The shot that he hit to give him the Rockets’ franchise single-game scoring record — a stepback, three-pointer while getting fouled — will likely go down as an iconic moment in a Hall of Fame career. It is his signature shot, and he hit it at the perfect moment, in the perfect way.
With this shot, #JamesHarden sets his career-high and breaks Calvin Murphy's @HoustonRockets franchise record of 57 points! pic.twitter.com/y2lDuMQwvv
— NBA (@NBA) January 31, 2018
He scored his 60 on 30 shots, including 14 from behind the arc. He hit 14 of his 16 two-point attempts, and 17 of his 18 free throws. This was The James Harden game to end all James Harden Games.

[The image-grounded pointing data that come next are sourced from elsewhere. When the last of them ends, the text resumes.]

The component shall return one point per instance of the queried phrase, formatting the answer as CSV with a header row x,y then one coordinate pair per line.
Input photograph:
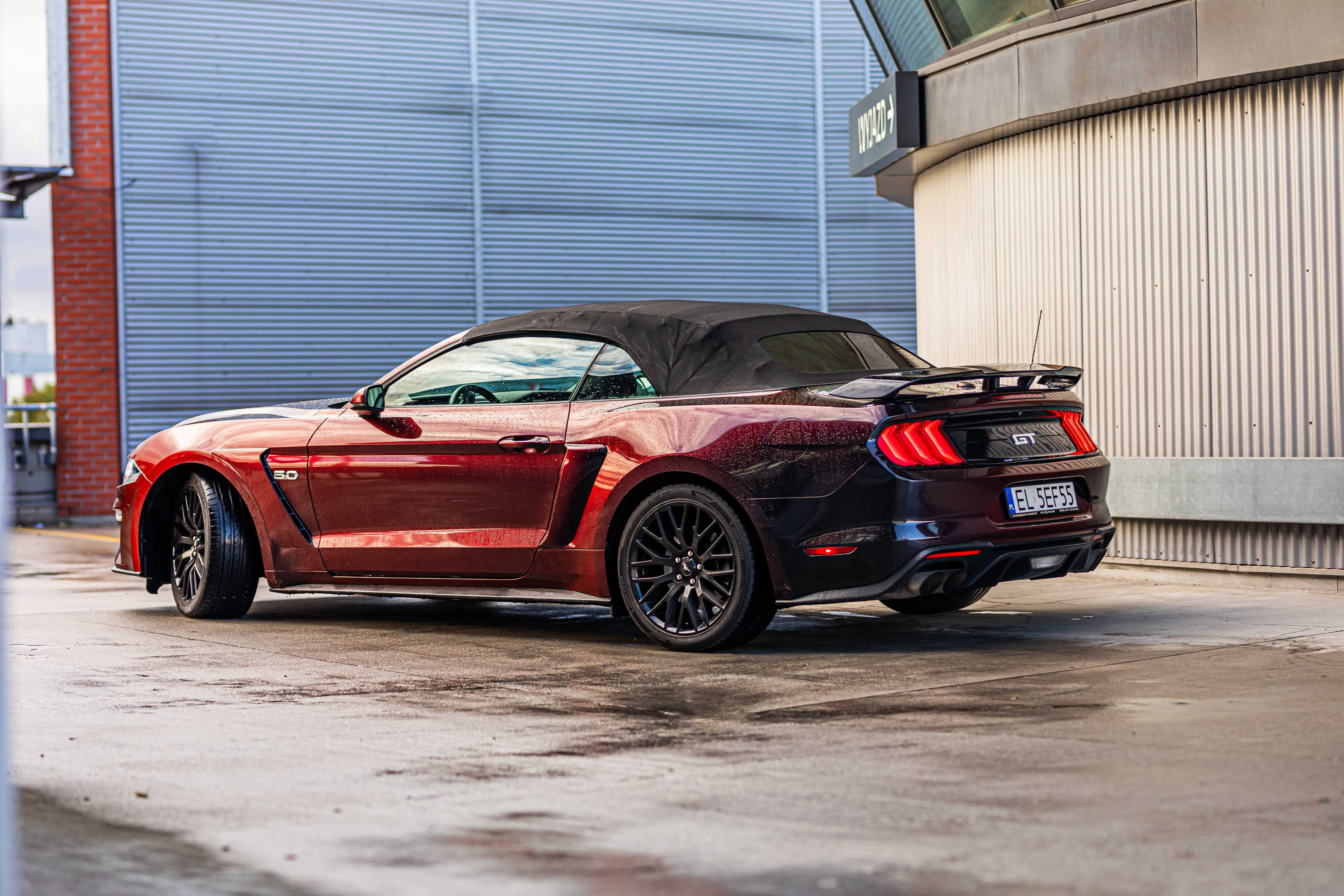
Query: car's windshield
x,y
521,369
835,353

The Rockets have one target this year, and it’s in Oakland, California. That team lost Tuesday night, on the business end of a 30-point spanking from the Utah Jazz. The Rockets are now three games behind Golden State — just two in the loss column — and hold the all-important tiebreaker.
Harden played 46 minutes Tuesday, and make no mistake, before March is over, we’ll hear hand-wringing about rest and fatigue. Deservedly so. I will probably be among the hand-wringers! But any chance to actually capture the top seed in the West must be chased after. The Rockets have won just two games against the Warriors in their two playoff matchups over the last three years, and both were in Houston. Three games is no small gap against the Warriors, but it’s not a chasm either.

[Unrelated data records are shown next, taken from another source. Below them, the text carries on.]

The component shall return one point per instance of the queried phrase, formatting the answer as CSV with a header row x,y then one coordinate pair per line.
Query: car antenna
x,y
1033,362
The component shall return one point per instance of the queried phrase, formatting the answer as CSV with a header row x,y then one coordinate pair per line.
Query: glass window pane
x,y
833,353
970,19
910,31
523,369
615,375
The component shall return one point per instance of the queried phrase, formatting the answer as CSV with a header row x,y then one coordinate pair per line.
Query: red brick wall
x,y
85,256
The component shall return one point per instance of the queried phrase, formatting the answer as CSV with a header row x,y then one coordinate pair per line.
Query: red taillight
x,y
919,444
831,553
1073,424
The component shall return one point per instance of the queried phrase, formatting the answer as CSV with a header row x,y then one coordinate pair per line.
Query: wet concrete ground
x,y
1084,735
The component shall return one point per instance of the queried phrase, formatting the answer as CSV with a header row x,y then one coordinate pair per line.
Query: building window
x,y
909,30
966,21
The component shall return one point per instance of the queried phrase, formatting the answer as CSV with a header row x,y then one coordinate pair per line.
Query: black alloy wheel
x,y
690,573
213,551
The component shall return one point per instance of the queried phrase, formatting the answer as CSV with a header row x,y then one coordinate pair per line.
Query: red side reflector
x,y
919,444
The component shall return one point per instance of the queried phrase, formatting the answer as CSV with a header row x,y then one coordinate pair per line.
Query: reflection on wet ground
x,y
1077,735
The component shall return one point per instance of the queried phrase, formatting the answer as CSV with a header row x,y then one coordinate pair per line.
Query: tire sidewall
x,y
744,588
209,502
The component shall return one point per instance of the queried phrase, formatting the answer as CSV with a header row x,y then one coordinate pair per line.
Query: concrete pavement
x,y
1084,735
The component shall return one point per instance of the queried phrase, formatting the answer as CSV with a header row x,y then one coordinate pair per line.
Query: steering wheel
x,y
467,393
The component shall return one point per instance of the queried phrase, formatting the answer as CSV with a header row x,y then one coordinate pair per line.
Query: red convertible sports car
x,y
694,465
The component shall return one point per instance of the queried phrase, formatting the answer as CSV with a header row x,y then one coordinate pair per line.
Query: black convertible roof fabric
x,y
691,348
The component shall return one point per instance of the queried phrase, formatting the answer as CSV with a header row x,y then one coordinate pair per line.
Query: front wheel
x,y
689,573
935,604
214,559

Let’s return to Harden, though. There is already talk about how this game put him back on top of the MVP race. I’m not sure who was supposed to be ahead of him before tonight considering he’s the league’s leading scorer and the engine of its second-best team playing with (for now) no other All-Stars.
Setting aside how dumb the national media is about Harden, this night is his. He got the rare LeBron-Kobe double tweet.
C’mon @JHarden13!!! Now that’s insane G! 60 point Triple Dub. Sheesh!!!
— LeBron James (@KingJames) January 31, 2018
@JHarden13 #60 #tripdub @DrinkBODYARMOR #obsessionisnatural
— Kobe Bryant (@kobebryant) January 31, 2018
He passed Russell Westbrook as the highest-scoring triple-double in NBA history, and needed 10 fewer shots to do it, of course. It should be said that Harden’s 53-point, 17-assist, 16-rebound masterpiece still had a higher game score on basketball-reference than Westbrook’s 57-pointer, but none of that matters now.
James Harden stands alone in the history books, alone on top of the NBA for the moment. It is where the Rockets needed him to be on a night without half of his teammates.
As he has done since he arrived in Houston, he gave his team exactly what it needed: everything.